Realistic Timeline: What to Actually Expect

Based on BVA decisional evidence and systemic data, here is what veterans should realistically plan for:

Phase Timeframe What Happens
File ITF Month 0 Lock in your effective date at va.gov
Build documentation Months 1–6 VHA Long COVID Clinic evaluation, neuropsych testing, POTS workup, lab work to exclude other causes, symptom journal
File formal claim(s) Month 6 Submit after 6-month MUCMI chronicity threshold met
C&P exam + initial decision Months 9–15 Expect 10% or denial for CFS without professional representation
Appeal (Supplemental, HLR, or NOD) Months 12–15 File if denied or low-rated — this is the norm, not the exception
BVA hearing and decision Years 2–3 May increase to 40%+ (confirmed by BVA A25035540)
CAVC appeal (if needed) Years 3–4 Invoke Bufkin v. Collins benefit-of-the-doubt standard
Set Realistic Expectations: The BVA case that achieved 40% for CFS started with a 10% initial grant and required multiple escalations and a Board appeal. CFS claims are not quick wins. Plan for a multi-year process and secure professional representation from the start.

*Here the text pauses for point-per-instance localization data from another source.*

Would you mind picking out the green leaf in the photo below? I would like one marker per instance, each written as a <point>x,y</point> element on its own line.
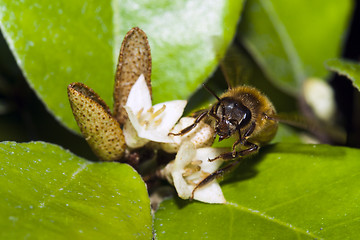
<point>78,41</point>
<point>291,40</point>
<point>47,192</point>
<point>288,191</point>
<point>346,68</point>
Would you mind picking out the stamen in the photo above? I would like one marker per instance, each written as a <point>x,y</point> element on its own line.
<point>196,162</point>
<point>158,112</point>
<point>138,115</point>
<point>157,122</point>
<point>150,110</point>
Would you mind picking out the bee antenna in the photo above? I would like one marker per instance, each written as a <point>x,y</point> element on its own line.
<point>211,91</point>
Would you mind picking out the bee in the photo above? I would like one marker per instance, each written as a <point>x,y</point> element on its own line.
<point>244,112</point>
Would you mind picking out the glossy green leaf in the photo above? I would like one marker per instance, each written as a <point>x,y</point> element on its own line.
<point>288,191</point>
<point>346,68</point>
<point>49,193</point>
<point>290,40</point>
<point>56,43</point>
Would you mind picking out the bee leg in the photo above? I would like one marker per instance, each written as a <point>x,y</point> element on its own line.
<point>226,156</point>
<point>192,126</point>
<point>231,155</point>
<point>215,175</point>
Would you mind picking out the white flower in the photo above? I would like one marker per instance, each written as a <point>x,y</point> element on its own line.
<point>190,167</point>
<point>146,122</point>
<point>201,136</point>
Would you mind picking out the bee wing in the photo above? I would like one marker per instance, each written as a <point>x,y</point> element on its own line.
<point>100,129</point>
<point>134,60</point>
<point>235,67</point>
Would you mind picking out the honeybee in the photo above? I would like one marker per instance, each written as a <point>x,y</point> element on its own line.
<point>242,111</point>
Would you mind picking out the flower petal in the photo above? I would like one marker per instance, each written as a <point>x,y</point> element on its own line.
<point>132,140</point>
<point>211,192</point>
<point>139,96</point>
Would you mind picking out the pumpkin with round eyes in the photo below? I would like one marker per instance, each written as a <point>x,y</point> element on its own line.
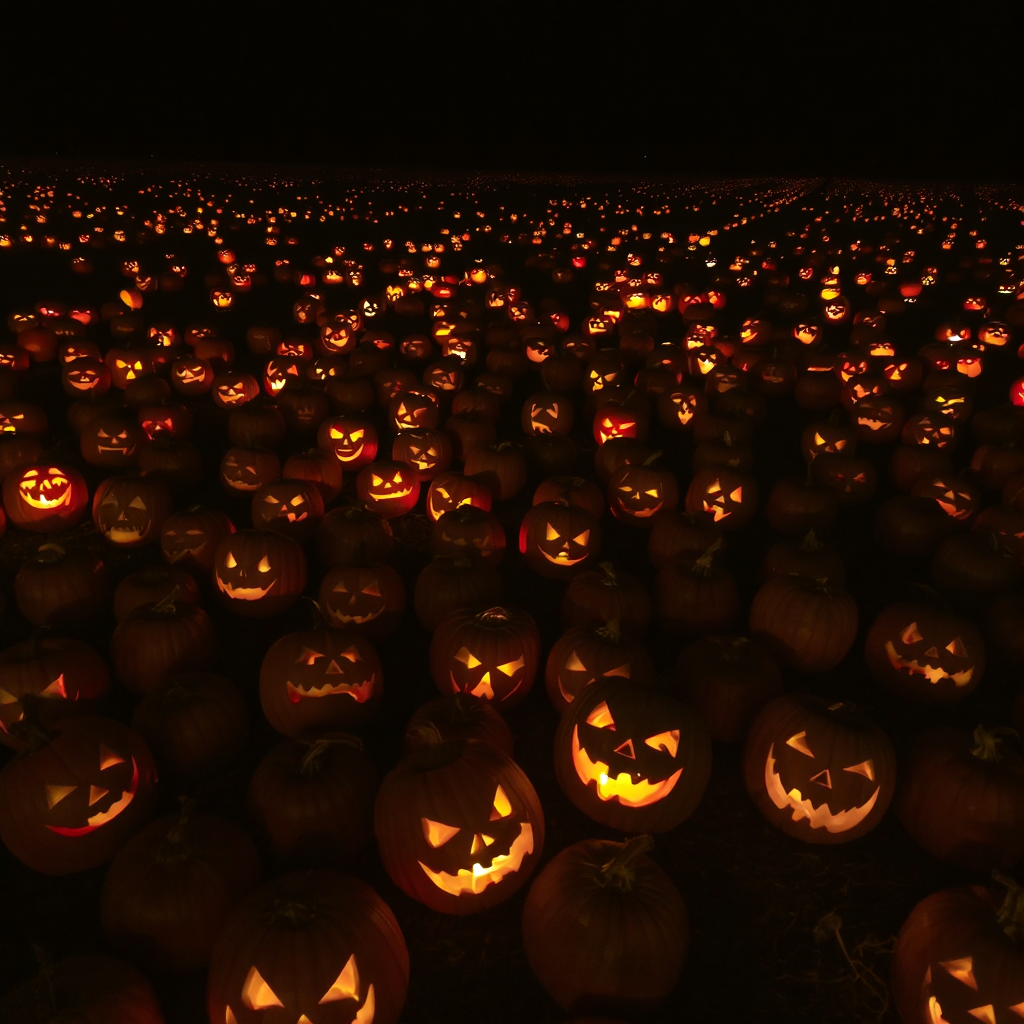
<point>459,825</point>
<point>924,653</point>
<point>390,488</point>
<point>189,539</point>
<point>68,805</point>
<point>354,966</point>
<point>320,679</point>
<point>351,441</point>
<point>370,599</point>
<point>129,511</point>
<point>491,654</point>
<point>588,653</point>
<point>631,757</point>
<point>558,541</point>
<point>293,508</point>
<point>820,772</point>
<point>45,498</point>
<point>258,573</point>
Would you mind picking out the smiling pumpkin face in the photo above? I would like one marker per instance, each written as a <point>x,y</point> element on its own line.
<point>460,826</point>
<point>820,772</point>
<point>632,758</point>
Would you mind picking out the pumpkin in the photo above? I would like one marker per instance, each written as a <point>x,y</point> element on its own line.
<point>258,573</point>
<point>960,955</point>
<point>925,653</point>
<point>314,800</point>
<point>632,758</point>
<point>491,654</point>
<point>605,930</point>
<point>830,752</point>
<point>170,889</point>
<point>318,944</point>
<point>320,679</point>
<point>72,798</point>
<point>808,625</point>
<point>951,782</point>
<point>459,825</point>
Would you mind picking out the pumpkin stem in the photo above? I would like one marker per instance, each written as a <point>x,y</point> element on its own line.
<point>621,870</point>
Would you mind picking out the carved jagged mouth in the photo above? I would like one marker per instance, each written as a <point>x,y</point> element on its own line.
<point>245,593</point>
<point>479,878</point>
<point>359,692</point>
<point>622,786</point>
<point>933,673</point>
<point>817,817</point>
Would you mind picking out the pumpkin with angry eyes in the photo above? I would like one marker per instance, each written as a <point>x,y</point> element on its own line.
<point>72,798</point>
<point>632,758</point>
<point>258,573</point>
<point>841,760</point>
<point>925,653</point>
<point>315,947</point>
<point>459,825</point>
<point>492,654</point>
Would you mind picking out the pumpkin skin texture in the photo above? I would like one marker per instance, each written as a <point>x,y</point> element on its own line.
<point>46,817</point>
<point>492,654</point>
<point>924,653</point>
<point>320,679</point>
<point>604,929</point>
<point>953,960</point>
<point>808,626</point>
<point>314,801</point>
<point>446,808</point>
<point>318,943</point>
<point>89,989</point>
<point>632,758</point>
<point>171,887</point>
<point>843,762</point>
<point>962,798</point>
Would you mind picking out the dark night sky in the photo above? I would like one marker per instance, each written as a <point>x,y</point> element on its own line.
<point>690,89</point>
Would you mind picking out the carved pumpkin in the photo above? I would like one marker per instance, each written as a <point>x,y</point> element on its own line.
<point>631,757</point>
<point>820,772</point>
<point>354,969</point>
<point>69,804</point>
<point>459,826</point>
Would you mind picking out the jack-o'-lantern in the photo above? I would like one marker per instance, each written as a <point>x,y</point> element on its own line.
<point>351,441</point>
<point>925,653</point>
<point>45,498</point>
<point>631,757</point>
<point>320,679</point>
<point>638,493</point>
<point>450,491</point>
<point>801,744</point>
<point>428,452</point>
<point>76,795</point>
<point>459,825</point>
<point>129,511</point>
<point>491,654</point>
<point>370,599</point>
<point>390,488</point>
<point>559,540</point>
<point>258,573</point>
<point>293,508</point>
<point>354,969</point>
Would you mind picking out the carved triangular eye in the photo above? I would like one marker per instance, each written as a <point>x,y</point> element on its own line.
<point>601,717</point>
<point>437,834</point>
<point>346,985</point>
<point>911,634</point>
<point>257,994</point>
<point>799,742</point>
<point>865,768</point>
<point>502,807</point>
<point>668,741</point>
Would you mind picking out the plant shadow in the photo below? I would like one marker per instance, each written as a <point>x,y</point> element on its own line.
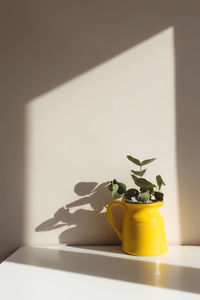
<point>85,226</point>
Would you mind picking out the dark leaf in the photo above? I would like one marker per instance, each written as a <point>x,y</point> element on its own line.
<point>147,161</point>
<point>142,190</point>
<point>117,196</point>
<point>139,173</point>
<point>114,189</point>
<point>131,193</point>
<point>159,181</point>
<point>144,197</point>
<point>143,183</point>
<point>159,196</point>
<point>134,160</point>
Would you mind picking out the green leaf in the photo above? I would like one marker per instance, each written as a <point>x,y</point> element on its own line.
<point>134,160</point>
<point>139,173</point>
<point>114,189</point>
<point>159,181</point>
<point>143,183</point>
<point>142,190</point>
<point>122,188</point>
<point>159,196</point>
<point>144,197</point>
<point>131,193</point>
<point>110,187</point>
<point>147,161</point>
<point>117,196</point>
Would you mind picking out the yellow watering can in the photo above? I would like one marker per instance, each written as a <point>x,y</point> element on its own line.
<point>143,231</point>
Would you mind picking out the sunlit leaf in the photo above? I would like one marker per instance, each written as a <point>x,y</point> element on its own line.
<point>147,161</point>
<point>139,173</point>
<point>134,160</point>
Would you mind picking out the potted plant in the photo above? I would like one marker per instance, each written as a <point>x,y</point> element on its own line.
<point>143,231</point>
<point>146,191</point>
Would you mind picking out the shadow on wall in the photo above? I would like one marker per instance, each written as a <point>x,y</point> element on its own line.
<point>46,43</point>
<point>98,197</point>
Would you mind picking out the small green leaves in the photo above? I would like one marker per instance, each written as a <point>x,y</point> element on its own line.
<point>114,189</point>
<point>131,193</point>
<point>134,160</point>
<point>118,189</point>
<point>159,181</point>
<point>159,196</point>
<point>147,192</point>
<point>141,182</point>
<point>144,197</point>
<point>147,161</point>
<point>139,173</point>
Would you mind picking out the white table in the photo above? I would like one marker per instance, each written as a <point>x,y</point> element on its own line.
<point>100,272</point>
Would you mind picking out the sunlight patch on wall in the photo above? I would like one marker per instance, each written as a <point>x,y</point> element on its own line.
<point>82,132</point>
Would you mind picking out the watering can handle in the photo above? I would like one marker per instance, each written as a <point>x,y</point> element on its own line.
<point>111,218</point>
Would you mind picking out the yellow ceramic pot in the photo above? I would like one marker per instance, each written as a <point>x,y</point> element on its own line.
<point>143,231</point>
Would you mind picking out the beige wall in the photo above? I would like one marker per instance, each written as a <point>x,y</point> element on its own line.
<point>84,84</point>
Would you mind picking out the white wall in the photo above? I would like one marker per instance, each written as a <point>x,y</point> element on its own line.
<point>82,85</point>
<point>82,132</point>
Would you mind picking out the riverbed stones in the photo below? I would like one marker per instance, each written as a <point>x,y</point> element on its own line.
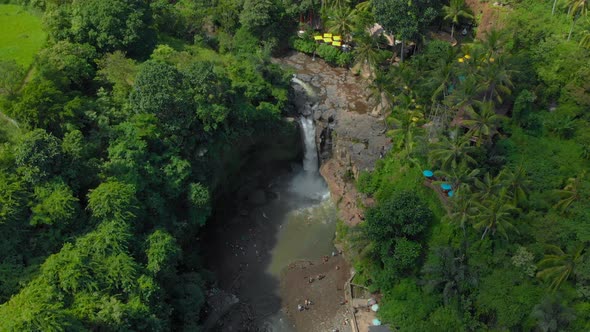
<point>257,197</point>
<point>357,129</point>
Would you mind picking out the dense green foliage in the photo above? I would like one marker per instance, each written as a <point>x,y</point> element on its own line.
<point>503,120</point>
<point>136,115</point>
<point>22,35</point>
<point>113,152</point>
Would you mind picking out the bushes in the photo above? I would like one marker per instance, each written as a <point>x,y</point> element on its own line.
<point>331,54</point>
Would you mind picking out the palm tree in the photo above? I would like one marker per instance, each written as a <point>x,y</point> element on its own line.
<point>341,21</point>
<point>495,215</point>
<point>451,153</point>
<point>406,130</point>
<point>553,9</point>
<point>516,184</point>
<point>484,123</point>
<point>585,40</point>
<point>461,210</point>
<point>365,51</point>
<point>461,178</point>
<point>448,274</point>
<point>493,43</point>
<point>551,315</point>
<point>463,95</point>
<point>576,9</point>
<point>497,77</point>
<point>558,266</point>
<point>440,79</point>
<point>380,90</point>
<point>488,187</point>
<point>570,193</point>
<point>364,6</point>
<point>335,4</point>
<point>455,10</point>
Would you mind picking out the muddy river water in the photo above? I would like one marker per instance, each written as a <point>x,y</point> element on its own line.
<point>287,216</point>
<point>290,217</point>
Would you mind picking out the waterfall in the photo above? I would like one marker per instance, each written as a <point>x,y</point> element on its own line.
<point>308,89</point>
<point>310,160</point>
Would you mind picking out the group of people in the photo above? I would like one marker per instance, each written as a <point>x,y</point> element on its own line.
<point>306,305</point>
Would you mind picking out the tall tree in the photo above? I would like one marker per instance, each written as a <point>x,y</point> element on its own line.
<point>404,18</point>
<point>450,153</point>
<point>483,123</point>
<point>577,9</point>
<point>454,11</point>
<point>494,215</point>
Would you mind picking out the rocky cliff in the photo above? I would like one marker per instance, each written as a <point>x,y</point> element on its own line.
<point>350,133</point>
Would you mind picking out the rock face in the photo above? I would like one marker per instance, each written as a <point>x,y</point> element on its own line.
<point>350,132</point>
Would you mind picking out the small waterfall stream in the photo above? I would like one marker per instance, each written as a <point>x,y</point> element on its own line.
<point>310,160</point>
<point>297,224</point>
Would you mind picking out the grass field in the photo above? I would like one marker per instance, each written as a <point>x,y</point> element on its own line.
<point>21,34</point>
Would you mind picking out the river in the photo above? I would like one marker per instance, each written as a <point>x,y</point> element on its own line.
<point>288,216</point>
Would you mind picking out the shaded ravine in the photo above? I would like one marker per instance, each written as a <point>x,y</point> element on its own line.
<point>287,216</point>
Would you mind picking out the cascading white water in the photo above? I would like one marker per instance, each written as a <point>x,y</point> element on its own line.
<point>310,159</point>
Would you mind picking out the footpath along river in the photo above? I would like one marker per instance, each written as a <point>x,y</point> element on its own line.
<point>268,246</point>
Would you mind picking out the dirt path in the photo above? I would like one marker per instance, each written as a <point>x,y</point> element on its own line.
<point>327,311</point>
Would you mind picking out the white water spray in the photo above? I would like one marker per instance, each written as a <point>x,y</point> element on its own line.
<point>310,159</point>
<point>308,89</point>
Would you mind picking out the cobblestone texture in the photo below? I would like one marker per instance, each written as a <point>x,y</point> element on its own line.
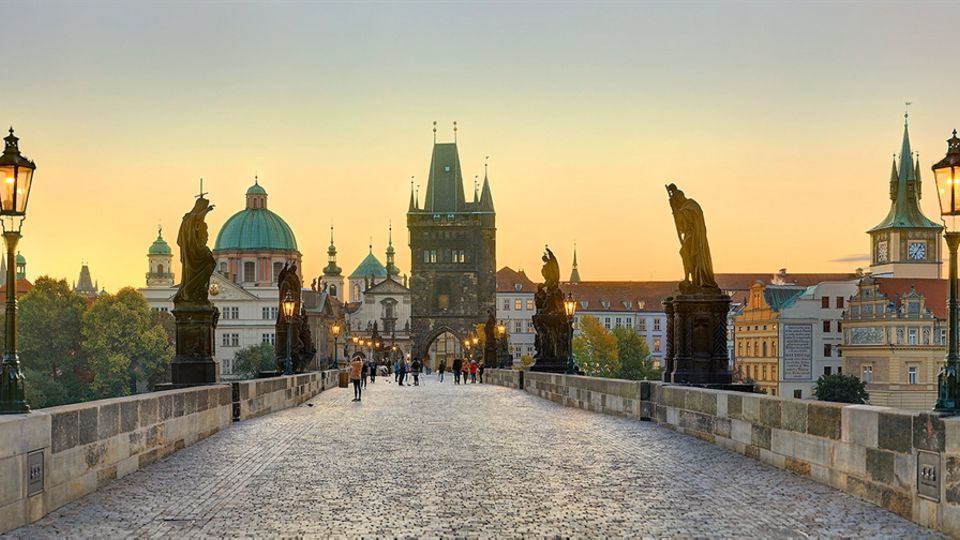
<point>476,461</point>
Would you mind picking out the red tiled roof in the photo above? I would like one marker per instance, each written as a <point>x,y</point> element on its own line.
<point>934,292</point>
<point>508,279</point>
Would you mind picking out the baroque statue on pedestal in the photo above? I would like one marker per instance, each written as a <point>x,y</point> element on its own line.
<point>694,249</point>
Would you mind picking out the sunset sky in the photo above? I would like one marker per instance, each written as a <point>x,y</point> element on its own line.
<point>779,119</point>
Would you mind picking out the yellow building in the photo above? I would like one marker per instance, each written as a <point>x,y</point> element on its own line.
<point>757,335</point>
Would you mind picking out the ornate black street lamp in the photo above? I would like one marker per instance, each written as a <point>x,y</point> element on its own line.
<point>288,305</point>
<point>570,308</point>
<point>16,175</point>
<point>947,174</point>
<point>501,344</point>
<point>336,336</point>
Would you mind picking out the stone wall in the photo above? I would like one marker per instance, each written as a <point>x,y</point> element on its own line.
<point>871,452</point>
<point>502,377</point>
<point>263,396</point>
<point>82,447</point>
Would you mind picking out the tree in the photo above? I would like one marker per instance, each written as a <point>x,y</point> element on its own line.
<point>841,389</point>
<point>636,364</point>
<point>595,350</point>
<point>123,346</point>
<point>251,360</point>
<point>49,319</point>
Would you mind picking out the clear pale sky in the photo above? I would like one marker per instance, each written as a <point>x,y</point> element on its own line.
<point>780,119</point>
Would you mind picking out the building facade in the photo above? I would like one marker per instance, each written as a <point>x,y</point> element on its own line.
<point>453,253</point>
<point>250,250</point>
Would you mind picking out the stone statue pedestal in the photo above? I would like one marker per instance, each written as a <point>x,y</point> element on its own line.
<point>194,364</point>
<point>697,339</point>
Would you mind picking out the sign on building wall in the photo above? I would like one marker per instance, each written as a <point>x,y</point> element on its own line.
<point>797,352</point>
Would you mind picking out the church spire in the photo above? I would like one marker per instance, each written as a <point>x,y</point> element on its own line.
<point>575,273</point>
<point>332,269</point>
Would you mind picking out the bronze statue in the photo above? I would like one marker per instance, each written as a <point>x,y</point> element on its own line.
<point>694,249</point>
<point>197,259</point>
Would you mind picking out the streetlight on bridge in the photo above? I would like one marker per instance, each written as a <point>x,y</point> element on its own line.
<point>17,173</point>
<point>947,175</point>
<point>570,307</point>
<point>288,304</point>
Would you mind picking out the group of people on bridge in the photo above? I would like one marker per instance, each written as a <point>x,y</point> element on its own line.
<point>362,371</point>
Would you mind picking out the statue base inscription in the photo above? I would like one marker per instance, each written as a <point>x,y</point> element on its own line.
<point>194,364</point>
<point>697,339</point>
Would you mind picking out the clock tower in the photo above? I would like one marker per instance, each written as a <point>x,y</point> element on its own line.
<point>905,244</point>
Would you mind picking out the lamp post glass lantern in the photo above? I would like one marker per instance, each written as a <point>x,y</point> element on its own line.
<point>946,172</point>
<point>16,178</point>
<point>570,307</point>
<point>288,305</point>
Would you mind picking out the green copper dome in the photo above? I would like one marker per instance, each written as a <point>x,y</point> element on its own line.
<point>370,266</point>
<point>256,228</point>
<point>159,246</point>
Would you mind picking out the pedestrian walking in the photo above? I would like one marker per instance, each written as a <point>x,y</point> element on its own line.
<point>457,363</point>
<point>416,368</point>
<point>356,368</point>
<point>403,371</point>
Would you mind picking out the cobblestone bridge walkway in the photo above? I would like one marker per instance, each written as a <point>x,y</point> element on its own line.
<point>445,460</point>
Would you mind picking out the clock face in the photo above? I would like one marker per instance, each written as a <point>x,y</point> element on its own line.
<point>882,251</point>
<point>917,251</point>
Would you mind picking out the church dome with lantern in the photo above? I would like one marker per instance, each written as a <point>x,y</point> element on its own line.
<point>255,243</point>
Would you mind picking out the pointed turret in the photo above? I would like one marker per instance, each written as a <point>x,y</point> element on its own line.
<point>332,269</point>
<point>575,273</point>
<point>392,269</point>
<point>445,184</point>
<point>905,193</point>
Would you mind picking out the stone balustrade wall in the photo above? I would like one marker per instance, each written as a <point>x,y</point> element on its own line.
<point>83,446</point>
<point>871,452</point>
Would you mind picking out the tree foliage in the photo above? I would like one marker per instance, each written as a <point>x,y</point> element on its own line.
<point>636,364</point>
<point>841,389</point>
<point>251,360</point>
<point>595,350</point>
<point>123,346</point>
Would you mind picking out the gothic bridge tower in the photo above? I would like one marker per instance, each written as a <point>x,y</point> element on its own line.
<point>453,258</point>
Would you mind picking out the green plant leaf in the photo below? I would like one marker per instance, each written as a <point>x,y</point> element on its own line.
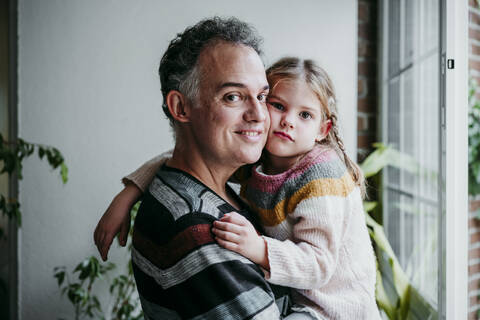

Frequently Asked Questions

Can I get VA disability for long COVID?

Yes. The VA rates long COVID residual symptoms under individual diagnostic codes. The primary code for fatigue and brain fog is DC 6354 (Chronic Fatigue Syndrome), rated at 10–100%. POTS can be rated separately at up to 60%. Respiratory, cardiac, cognitive, and other conditions each have their own codes. You must file each symptom as a separate “Residual of COVID-19” claim.

How does VA rate long COVID?

The VA does not rate “long COVID” as a single condition. Each symptom is evaluated under its own diagnostic code. The most common primary code is DC 6354 (CFS/ME), which rates based on functional limitation compared to pre-illness activity levels and periods of physician-prescribed incapacitation. Filing multiple claims for separate symptoms (CFS, POTS, respiratory, cognitive) avoids pyramiding and can produce a higher combined rating than a single CFS claim.

Do I need a positive COVID test for a VA claim?

For the COVID presumptive window (2020–January 2024), documentation of COVID during service is needed. The 2024 NASEM definition does not require laboratory confirmation, which supports claims from veterans who were infected when testing was unavailable. However, this standard has not been formally adopted by VA adjudication guidance. A clinical diagnosis of post-COVID conditions from a qualified physician, supported by documented symptom history, can substitute in some cases.

What long COVID symptoms are ratable?

The most commonly ratable long COVID symptoms include: brain fog and chronic fatigue (DC 6354, 10–100%), POTS/dysautonomia (DC 7099-7011, up to 60%), respiratory impairment (DC 6600/6602/6817), cognitive disorder with objective testing (DC 9304/9305, 10–70%), anosmia (DC 6275, 10%), cardiac conditions (myocarditis, arrhythmias), and joint pain. Each must be filed as a separate claim.